Simon Kuznets, a 20th-century Russian-American economist, delved deep into the phenomenon of the transition of economies from agricultural to industrial. He opines that there happens to be a corresponding rise in inequality as the transition intensifies. It also explained the increasing concentration of wealth in the hands of a few. However, to the surprise of many, the gap narrowed with the advent of the imposition of taxes, excise sin taxes and levies. Now the graph was U-shaped. The taxation was the game-changer as it binned the proposition tabled by Kuznets.
In this post-industrialization era, where various schools of thought wrestle to explain the dilemma of income gap and growth, two major opinions have taken the center-stage. One contender is the International Monetary Fund (IMF) and the other is Organization for Economic Cooperation and Development (OECD). The former sides with the perspective which favors the idea of non-interventionist regimes letting the business be done in a fair environment. On the other hand, the OECD earnestly advocates netting, taxation, profit-shifting and base-erosion aspects of an economy.
US economists favoring the income gap, like Greg Mankiw, argue that the transactions are personal choices. The demand for a product marketed by a commercial entity helps the business to attain more wealth and subsequently the investment. The inequality is natural and taxing it unnecessarily, to narrow the income gap, will reduce the incentive to innovate. Light taxation will certainly help the entrepreneur to spare wealth for another investment in the economy. Similarly, Arthur Okun has even called the heavy taxation for the sake of leaky bucket of the poor as wasteful. This idea, advocated by the IMF, can be called as an attempt to explain the link between growth and income gap as a trade-off theory.
Recent research conducted by the OECD indicates that as the income gap increases, the demand for goods and services is compromised within an economy. There is less incentive for the poor to venture out with buying and investing. They are overly cautious about spending on skills, knowledge, health, and livelihood.
This causes a less lucrative environment for the commercial entities, which in turn withdraw their investments. Another fallout is the abundance of low-skilled and less knowledgeable human capital. It is because the income gap has widened to the extent that the poor are unable to spare money to invest in the essentials of quality life.

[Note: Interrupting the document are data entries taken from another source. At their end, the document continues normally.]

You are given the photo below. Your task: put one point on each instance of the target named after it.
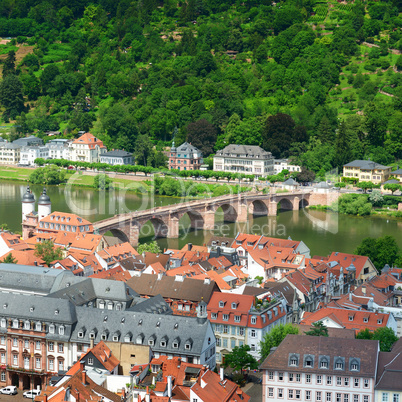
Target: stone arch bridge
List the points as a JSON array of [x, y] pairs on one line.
[[235, 208]]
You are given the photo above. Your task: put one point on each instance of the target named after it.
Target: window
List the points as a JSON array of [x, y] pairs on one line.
[[293, 361]]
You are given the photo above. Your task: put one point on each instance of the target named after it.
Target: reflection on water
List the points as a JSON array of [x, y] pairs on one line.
[[323, 232]]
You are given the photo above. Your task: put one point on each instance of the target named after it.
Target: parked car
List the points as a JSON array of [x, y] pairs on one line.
[[10, 390], [31, 393]]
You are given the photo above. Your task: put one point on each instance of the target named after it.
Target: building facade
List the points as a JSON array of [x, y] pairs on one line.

Thus, the inequality holds people down. The Great-Gatsby-Curve explains that rich people are likely to remain rich for at least a millennium and the status of the poor is also unlikely to change. The example of Normans of England in the 11th Century and Baskervilles and Mandevilles of today is one such instance that corroborates the Great-Gatsby-Curve. Rising up the ladder shall remain a daunting task for the poor and will require a quantum leap in skills and knowledge for which they cannot invest. Joseph Rowntree Foundation (JRF) in the UK has established that the inequality is highly correlated to social problems like health, education, standard of life, which in turn put significant pressure on the economic growth.